Bakanlığın sağladığı otellerde kalan Yemenli bir sığınmacı, maruz kaldığı ırkçı saldırıları şöyle anlattı:
“Bizi videoya kaydederek otel çevresinde dolaşıyorlardı. Bize hakaret ediyor, küfür ediyor, ‘Burayı terk edin, bizim yemeğimizi neden yiyorsunuz, bizden uzak durun, siz burada yabancısınız’ diye bağırıyorlardı. Otelin dışına çıkmaktan çok korktuk ve içeride kalmamız gereken bir hapishane gibi hissettik. İşkence ve zulmün çok olduğu ülkelerden kaçtık ve buraya geldiğimizde kendimizi güvende hissettik ancak bu tür ırkçı saldırıları gördüğümüzde korunmadığımızı hissettik.”

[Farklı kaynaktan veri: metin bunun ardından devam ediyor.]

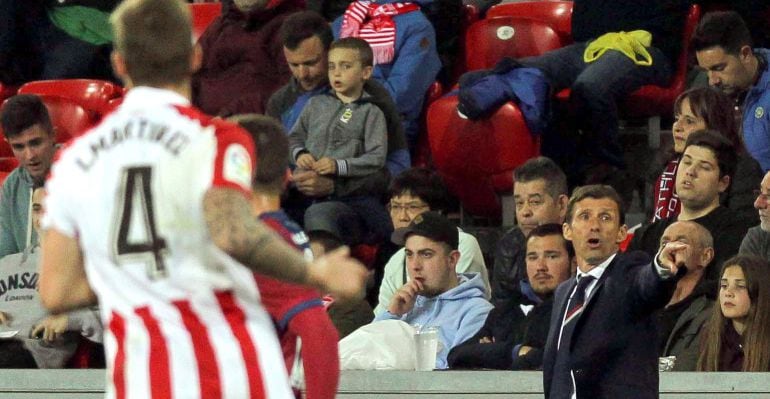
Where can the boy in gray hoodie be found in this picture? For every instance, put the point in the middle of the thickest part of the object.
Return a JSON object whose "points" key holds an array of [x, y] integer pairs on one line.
{"points": [[340, 133]]}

İçişleri Bakanlığından bir sözcü konuya ilişkin yaptığı açıklamada, sığınmacıların kaldığı yerlerde herhangi bir kişinin düşmanca veya ırkçı olaylar yaşamasının kabul edilemez olduğunu ve her olayın kapsamlı şekilde soruşturulmasını sağladıklarını bildirdi.
İnsan hakları örgütleri, verilerin ırkçı istismar düzeyini doğru yansıtmadığı görüşünde
Sığınmacılara ilişkin çalışmalar yürüten insan hakları kuruluşları ise Bakanlığın açıkladığı verilerin gerçek rakamların çok altında olduğu görüşünü paylaşıyor.
Humans for Rights Network kurucusu aktivist Maddie Harris, yaptığı açıklamada, şunları kaydetti:
“Oteller ve askeri kışlalar gibi büyük ölçekli konaklama yerlerinde güvenlik arayan insanları gettolaştırmak, onları zarara maruz bırakıyor. Açıklanan rakamlar, desteklediğimiz kişilerin maruz kaldığı ırkçı istismar düzeyinin doğru temsili değildir. Sığınmacılarla, bu konaklama yerlerinde ve çevresinde sık sık karşılaştıkları ırkçı taciz olayları nedeniyle kendilerini ne kadar güvensiz hissettiklerini söyledikleri çok sayıda görüşme yaptık.”
Mülteci ve sığınmacılara yönelik dayanışma çalışmaları yürüten Care4Calais adlı yardım örgütünün kurucusu Clare Moseley da korunmasız sığınmacıları hedef almanın aşırı korkaklık olduğu değerlendirmesinde bulundu.
Moseley, “Hükümetimiz, sığınma arayan insanları Napier Kışlası veya büyük oteller gibi yerlere yerleştirmek yerine topluluklarımıza entegre olmaları için desteklemelidir.” ifadesini kullandı.